As negociações entre a Índia e a Zâmbia para garantir acesso a cobre e cobalto minerais críticos para a transição energética enfrentam um bloqueio que pode comprometer a estratégia industrial indiana.
O impasse resulta da ausência de garantias formais por parte de Lusaka sobre direitos de mineração, colocando em risco um acordo que previa exploração numa área de cerca de 9.000 km².
O atraso representa mais do que um contratempo diplomático: trata-se de uma ameaça direta à segurança das cadeias de abastecimento da Índia, num momento em que a procura global por minerais críticos acelera com a expansão de veículos elétricos, baterias e infraestruturas energéticas.


O país, que já depende fortemente de importações, vinha estruturando este projeto como uma plataforma estratégica para assegurar fornecimento estável e reduzir exposição a choques de mercado.
A iniciativa incluía um programa de exploração de três anos, já iniciado com levantamentos geológicos e recolha de amostras por equipas indianas, com o objetivo de posteriormente atrair investimento privado para o desenvolvimento dos ativos.
No entanto, sem garantias legais claras sobre os direitos de exploração e produção, o projeto permanece suspenso, limitando a capacidade de transformar potencial geológico em receitas concretas.
O contexto agrava-se com o aumento da dependência externa da Índia, especialmente após o encerramento da fundição Sterlite Copper, que reduziu significativamente a produção doméstica.
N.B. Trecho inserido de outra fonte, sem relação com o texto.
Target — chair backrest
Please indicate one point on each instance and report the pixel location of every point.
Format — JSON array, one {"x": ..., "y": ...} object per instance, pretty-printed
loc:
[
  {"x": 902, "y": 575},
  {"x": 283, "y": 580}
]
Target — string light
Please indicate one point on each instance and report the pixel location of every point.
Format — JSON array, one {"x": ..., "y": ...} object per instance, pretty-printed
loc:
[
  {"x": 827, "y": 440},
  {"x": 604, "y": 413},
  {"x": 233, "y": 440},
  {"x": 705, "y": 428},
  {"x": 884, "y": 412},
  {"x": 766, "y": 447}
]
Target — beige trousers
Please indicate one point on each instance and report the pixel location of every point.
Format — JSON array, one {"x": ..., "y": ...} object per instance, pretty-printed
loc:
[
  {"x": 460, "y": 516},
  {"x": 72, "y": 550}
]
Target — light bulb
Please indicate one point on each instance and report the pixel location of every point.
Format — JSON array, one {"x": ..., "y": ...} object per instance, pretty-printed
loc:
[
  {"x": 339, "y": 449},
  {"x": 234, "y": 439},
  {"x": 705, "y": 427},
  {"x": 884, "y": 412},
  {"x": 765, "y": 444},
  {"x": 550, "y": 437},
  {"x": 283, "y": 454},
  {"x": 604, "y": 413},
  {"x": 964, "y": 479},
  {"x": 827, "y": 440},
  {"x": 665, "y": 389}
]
O país importou cerca de 1,2 milhão de toneladas de cobre no último ano fiscal, enquanto as importações de cobalto continuam a crescer, refletindo a urgência em assegurar fontes diversificadas e confiáveis.


Para a Zâmbia, o impasse também levanta questões sobre o equilíbrio entre soberania sobre recursos naturais e atração de investimento estrangeiro.
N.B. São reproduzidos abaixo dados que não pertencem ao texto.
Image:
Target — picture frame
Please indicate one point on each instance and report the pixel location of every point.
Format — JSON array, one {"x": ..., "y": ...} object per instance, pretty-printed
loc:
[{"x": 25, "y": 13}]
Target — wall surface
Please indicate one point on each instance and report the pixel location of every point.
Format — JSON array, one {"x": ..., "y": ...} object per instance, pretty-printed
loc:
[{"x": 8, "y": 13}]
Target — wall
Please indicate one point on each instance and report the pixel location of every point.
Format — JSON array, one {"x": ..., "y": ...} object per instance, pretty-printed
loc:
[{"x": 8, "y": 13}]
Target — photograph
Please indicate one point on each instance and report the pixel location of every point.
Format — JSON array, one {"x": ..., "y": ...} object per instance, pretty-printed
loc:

Num ambiente global marcado por competição intensa por minerais estratégicos, atrasos regulatórios podem custar oportunidades financeiras relevantes e comprometer parcerias de longo prazo.
Num cenário de disputa global por recursos críticos, o caso evidencia uma tendência clara: o controlo de cadeias de abastecimento tornou-se um ativo geoeconómico central.
Para investidores e decisores políticos, o desfecho destas negociações poderá redefinir não apenas o posicionamento da Índia no mercado de minerais, mas também a competitividade da África como destino de capital para exploração mineira.